Transitions
Special needs parents and their support professionals frequently talk about transitions. They are wildly important. It’s maybe the hardest part for a lot of our kids, and it’s the one that we know they can’t escape. The thing is, it’s the thing we can’t escape, either. Change is coming, as it always is. Sometimes stealthily as if on cat’s paws, but lately, more like a howling wind that drives everything before it.
This is a week of transitions for us. Later this week, we will be attending an open house at the high school that Schuyler will be attending next year. High school. Next year. I feel like we just recently came to terms with middle school as a concept based in reality. I don’t know how I expected to feel when my little girl reached high school. I guess at the very least, I’d hoped she would be prepared.
Is she? I don’t know. I just don’t know.
We helped Schuyler clean her room today, which sounds like no big deal. It wasn’t, really, in the sense that it was a mess, but just a fourteen year-old girl’s mess, not something from an episode of Hoarders. The thing that mattered was what we found. We hadn’t cleared out her old stuff in a while, long enough that it was mostly toys that we were trying to decide what to do with. Toys for a much younger girl, and not just her stuffed animals, which I suspect she’ll have forever. While with Schuyler it’s hard to nail down exactly what her maturity level might be, she nevertheless began to realize that she’s on the cusp of a transition. She kept bringing out old toys, but it was out of nostalgia, not clinginess. She didn’t want to keep them, she just wanted to acknowledge that there was a time when they meant a great deal to her.
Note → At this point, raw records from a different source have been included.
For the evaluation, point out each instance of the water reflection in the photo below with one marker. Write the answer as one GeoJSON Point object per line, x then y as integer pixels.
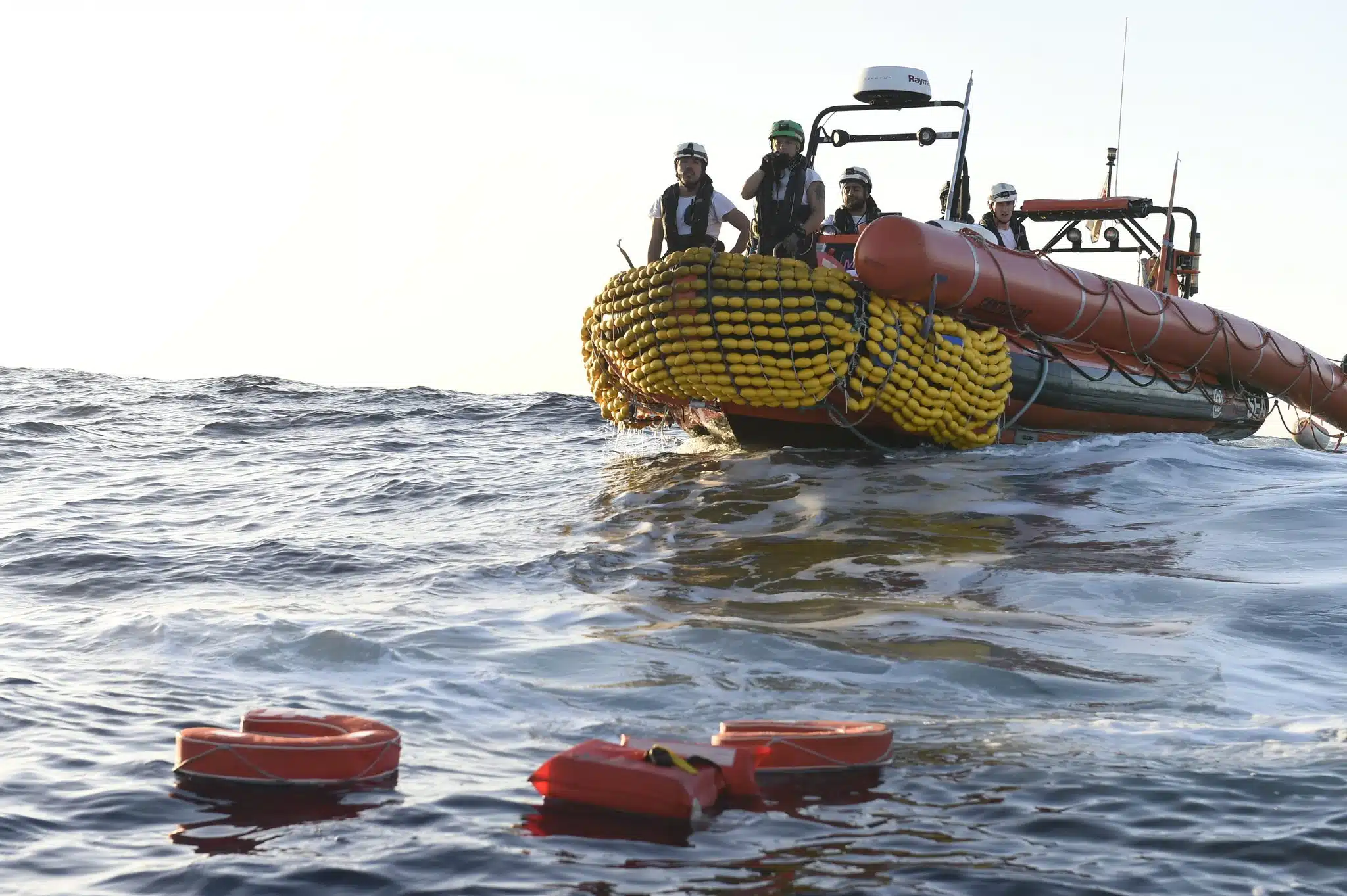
{"type": "Point", "coordinates": [921, 557]}
{"type": "Point", "coordinates": [244, 814]}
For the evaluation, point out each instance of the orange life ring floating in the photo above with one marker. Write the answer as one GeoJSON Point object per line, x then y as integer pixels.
{"type": "Point", "coordinates": [291, 747]}
{"type": "Point", "coordinates": [811, 745]}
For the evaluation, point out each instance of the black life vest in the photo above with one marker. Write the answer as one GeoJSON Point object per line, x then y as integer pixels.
{"type": "Point", "coordinates": [777, 218]}
{"type": "Point", "coordinates": [697, 216]}
{"type": "Point", "coordinates": [845, 222]}
{"type": "Point", "coordinates": [1016, 226]}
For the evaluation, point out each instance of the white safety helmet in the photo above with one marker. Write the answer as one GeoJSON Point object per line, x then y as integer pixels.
{"type": "Point", "coordinates": [1002, 193]}
{"type": "Point", "coordinates": [858, 176]}
{"type": "Point", "coordinates": [690, 151]}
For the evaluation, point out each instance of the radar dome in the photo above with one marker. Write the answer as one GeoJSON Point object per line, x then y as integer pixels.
{"type": "Point", "coordinates": [893, 87]}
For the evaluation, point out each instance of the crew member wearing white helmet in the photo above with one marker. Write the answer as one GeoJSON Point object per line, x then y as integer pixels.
{"type": "Point", "coordinates": [1002, 221]}
{"type": "Point", "coordinates": [689, 213]}
{"type": "Point", "coordinates": [858, 208]}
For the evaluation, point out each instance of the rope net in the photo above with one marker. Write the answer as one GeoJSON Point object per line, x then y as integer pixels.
{"type": "Point", "coordinates": [772, 333]}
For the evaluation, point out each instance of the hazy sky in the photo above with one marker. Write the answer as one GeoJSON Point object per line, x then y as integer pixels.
{"type": "Point", "coordinates": [430, 193]}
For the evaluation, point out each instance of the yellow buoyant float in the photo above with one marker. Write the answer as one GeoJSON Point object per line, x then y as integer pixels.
{"type": "Point", "coordinates": [772, 333]}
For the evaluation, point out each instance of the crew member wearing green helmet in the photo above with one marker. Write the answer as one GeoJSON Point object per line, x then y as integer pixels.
{"type": "Point", "coordinates": [790, 197]}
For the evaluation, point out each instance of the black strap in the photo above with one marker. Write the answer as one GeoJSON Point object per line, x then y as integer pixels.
{"type": "Point", "coordinates": [777, 218]}
{"type": "Point", "coordinates": [697, 216]}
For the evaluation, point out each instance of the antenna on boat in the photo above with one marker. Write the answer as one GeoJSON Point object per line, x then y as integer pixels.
{"type": "Point", "coordinates": [957, 186]}
{"type": "Point", "coordinates": [1114, 167]}
{"type": "Point", "coordinates": [1167, 244]}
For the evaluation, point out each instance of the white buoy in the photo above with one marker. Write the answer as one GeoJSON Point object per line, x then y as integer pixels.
{"type": "Point", "coordinates": [1310, 434]}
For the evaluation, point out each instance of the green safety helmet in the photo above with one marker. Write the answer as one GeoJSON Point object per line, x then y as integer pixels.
{"type": "Point", "coordinates": [787, 128]}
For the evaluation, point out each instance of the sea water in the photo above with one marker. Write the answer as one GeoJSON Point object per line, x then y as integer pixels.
{"type": "Point", "coordinates": [1113, 667]}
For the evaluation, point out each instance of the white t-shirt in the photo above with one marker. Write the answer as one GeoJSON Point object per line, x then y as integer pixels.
{"type": "Point", "coordinates": [721, 206]}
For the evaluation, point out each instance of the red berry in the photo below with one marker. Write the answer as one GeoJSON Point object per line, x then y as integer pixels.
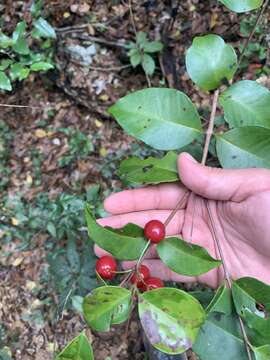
{"type": "Point", "coordinates": [106, 267]}
{"type": "Point", "coordinates": [153, 283]}
{"type": "Point", "coordinates": [154, 230]}
{"type": "Point", "coordinates": [140, 277]}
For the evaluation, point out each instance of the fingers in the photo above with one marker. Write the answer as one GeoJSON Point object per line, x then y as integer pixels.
{"type": "Point", "coordinates": [222, 184]}
{"type": "Point", "coordinates": [142, 217]}
{"type": "Point", "coordinates": [158, 197]}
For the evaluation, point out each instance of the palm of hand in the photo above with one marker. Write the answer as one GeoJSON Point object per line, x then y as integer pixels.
{"type": "Point", "coordinates": [239, 206]}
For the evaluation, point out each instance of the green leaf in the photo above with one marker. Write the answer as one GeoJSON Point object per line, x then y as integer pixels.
{"type": "Point", "coordinates": [209, 61]}
{"type": "Point", "coordinates": [135, 58]}
{"type": "Point", "coordinates": [220, 338]}
{"type": "Point", "coordinates": [244, 147]}
{"type": "Point", "coordinates": [222, 301]}
{"type": "Point", "coordinates": [5, 83]}
{"type": "Point", "coordinates": [19, 31]}
{"type": "Point", "coordinates": [78, 349]}
{"type": "Point", "coordinates": [5, 64]}
{"type": "Point", "coordinates": [171, 319]}
{"type": "Point", "coordinates": [141, 38]}
{"type": "Point", "coordinates": [44, 29]}
{"type": "Point", "coordinates": [41, 66]}
{"type": "Point", "coordinates": [148, 64]}
{"type": "Point", "coordinates": [21, 46]}
{"type": "Point", "coordinates": [124, 244]}
{"type": "Point", "coordinates": [252, 301]}
{"type": "Point", "coordinates": [5, 41]}
{"type": "Point", "coordinates": [36, 7]}
{"type": "Point", "coordinates": [242, 5]}
{"type": "Point", "coordinates": [255, 291]}
{"type": "Point", "coordinates": [17, 71]}
{"type": "Point", "coordinates": [246, 103]}
{"type": "Point", "coordinates": [106, 306]}
{"type": "Point", "coordinates": [165, 119]}
{"type": "Point", "coordinates": [150, 170]}
{"type": "Point", "coordinates": [185, 258]}
{"type": "Point", "coordinates": [262, 352]}
{"type": "Point", "coordinates": [153, 46]}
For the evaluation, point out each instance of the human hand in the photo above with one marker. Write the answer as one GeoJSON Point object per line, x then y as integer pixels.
{"type": "Point", "coordinates": [240, 205]}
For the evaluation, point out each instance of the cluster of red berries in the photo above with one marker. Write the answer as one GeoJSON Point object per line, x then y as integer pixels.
{"type": "Point", "coordinates": [106, 266]}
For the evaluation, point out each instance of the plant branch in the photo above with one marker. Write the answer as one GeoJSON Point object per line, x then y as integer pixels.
{"type": "Point", "coordinates": [258, 19]}
{"type": "Point", "coordinates": [142, 255]}
{"type": "Point", "coordinates": [179, 205]}
{"type": "Point", "coordinates": [210, 128]}
{"type": "Point", "coordinates": [227, 274]}
{"type": "Point", "coordinates": [135, 31]}
{"type": "Point", "coordinates": [20, 106]}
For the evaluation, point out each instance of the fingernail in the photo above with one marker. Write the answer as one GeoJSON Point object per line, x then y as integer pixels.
{"type": "Point", "coordinates": [189, 157]}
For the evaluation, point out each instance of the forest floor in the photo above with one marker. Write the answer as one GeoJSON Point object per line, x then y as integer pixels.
{"type": "Point", "coordinates": [66, 148]}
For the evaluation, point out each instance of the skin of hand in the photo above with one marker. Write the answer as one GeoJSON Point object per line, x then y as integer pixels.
{"type": "Point", "coordinates": [239, 200]}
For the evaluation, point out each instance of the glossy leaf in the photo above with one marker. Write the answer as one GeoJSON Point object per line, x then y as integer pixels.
{"type": "Point", "coordinates": [5, 64]}
{"type": "Point", "coordinates": [19, 31]}
{"type": "Point", "coordinates": [240, 6]}
{"type": "Point", "coordinates": [44, 29]}
{"type": "Point", "coordinates": [106, 306]}
{"type": "Point", "coordinates": [185, 258]}
{"type": "Point", "coordinates": [18, 71]}
{"type": "Point", "coordinates": [148, 64]}
{"type": "Point", "coordinates": [220, 338]}
{"type": "Point", "coordinates": [171, 319]}
{"type": "Point", "coordinates": [262, 352]}
{"type": "Point", "coordinates": [254, 291]}
{"type": "Point", "coordinates": [222, 301]}
{"type": "Point", "coordinates": [5, 83]}
{"type": "Point", "coordinates": [135, 58]}
{"type": "Point", "coordinates": [126, 243]}
{"type": "Point", "coordinates": [5, 41]}
{"type": "Point", "coordinates": [165, 119]}
{"type": "Point", "coordinates": [246, 103]}
{"type": "Point", "coordinates": [78, 349]}
{"type": "Point", "coordinates": [153, 46]}
{"type": "Point", "coordinates": [150, 170]}
{"type": "Point", "coordinates": [209, 61]}
{"type": "Point", "coordinates": [252, 301]}
{"type": "Point", "coordinates": [41, 66]}
{"type": "Point", "coordinates": [21, 46]}
{"type": "Point", "coordinates": [244, 147]}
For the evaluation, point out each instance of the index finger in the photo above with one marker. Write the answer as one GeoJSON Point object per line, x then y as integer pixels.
{"type": "Point", "coordinates": [159, 197]}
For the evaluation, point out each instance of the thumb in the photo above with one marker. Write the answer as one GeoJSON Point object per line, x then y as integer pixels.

She’s letting go, slowly, tenuously, of the trappings of a childhood that she’s leaving behind so soon.
I’m not sure we as her parents are entirely ready to do so, either. We’re all taking those small steps, but not too small. Time is like an airport’s moving sidewalk, even for Schuyler.
In one of her science homework assignments last week, the students were asked to imagine their world in the year 2030. It’s easy enough to calculate her future age on the fly; she was born in the last days of 1999, after all. In 2030, Schuyler will be thirty. It feels like a long way off, but it’s actually just sixteen years.
Imagining Schuyler at thirty means imagining what her life might look like. Her life, and our lives, too. Thirty is a million transitions away, and a million mistakes on our part and a million adventures and bad stumbles and leaps of faith on hers.
I can hardly imagine most of them, but then, I didn’t see a lot of the past transitions coming, either. As she did then, I suspect she’ll survive, as will we all. She’ll survive, and she’ll thrive, because that’s what she does.